Edited August 7, 201411 yr by AMcCord

Sorry about the delay in responding, was caught up in some other work.  Have I thought about the Echo being over sensitive, YES! But that's the problem we take with advanced technology. For everyone else's questions:

 

Patient was 65 caucasian female with history of ITP.  I forget the current diagnosis, patient was asked about RhIG products and the last one she was given was 9 years ago.  Her last stay with us was an OP stay and there was no medication given.  Patient was not ran after another patient, and she was ran twice with duplicate results.  Did not do molecular testing, and did not phenotype the patient, just issued Rh Neg products that were XM compatible.

 

She was in 7 days prior and received 2 units of blood and screened Negative.  Went with a possible anti-LW all clinically significant antibodies ruled out.  I appriciate all of the insight given to this question. 

She was in 7 days prior and received 2 units of blood and screened Negative. Went with a possible anti-LW all clinically significant antibodies ruled out. I appriciate all of the insight given to this question.

I think the possibility that one of those units of blood was D+, or a Dvariant needs to be examined.  It is also possible that one of the units of blood had enough anti-D left in the remaining plasma for the result you saw to be passive anti-D from the transfusion.

I don't think you can assume that this was an anti-LW without having tested with O- cord blood

 

I also think there is a possibility that the patient might not have known that a medication she was being given was actually RhIG (?)  Unless she really doesn't have ITP any more.  Can it be transient?

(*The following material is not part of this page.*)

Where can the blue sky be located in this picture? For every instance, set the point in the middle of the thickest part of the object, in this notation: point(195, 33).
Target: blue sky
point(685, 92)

Possiblity of it being a -LW is low, but we did not have O Neg cord cells to test against. 

 

Patient was knowledgable of medications given since she was given RhIg for ITP before. That was not her current diagnosis but her last injection, as stated, was years ago so possibility of -RHO is very low.

 

A unit given that was a D Variant could be a good possibliity if there was enough -D in the plasma, but my only thing with that is there was no positive DAT.  Granted in low volume there is a chance it could be positive or negative. But that seems probable.

 

With out send out testing there was no way to determine and since the DR didn't want that, possible -LW with cannot rule out -D was resulted and only Rh Neg products given for safest transfusion for patient.

 

Appriciate all the input.

You can distinguish Anti-LW from Anti-D by using DTT.  Anti-LW is destroyed by DTT and Anti-D is not affected.  Anti-LW more often appears as an autoantibody not by itself too.

Have you talked to Immucor about this patient? If you have specimen available there's a good chance they would investigate this for you.

We recently had a patient, Rh negative who shows a perfect anti-c on the Echo (multiple specimens from different draw dates and multiple panels). When we contacted Tech Support they had us send specimens to investigate including, if necessary, molecular genotyping all at their expense. You are not going to get quick turn around but may give you some anwers down the line.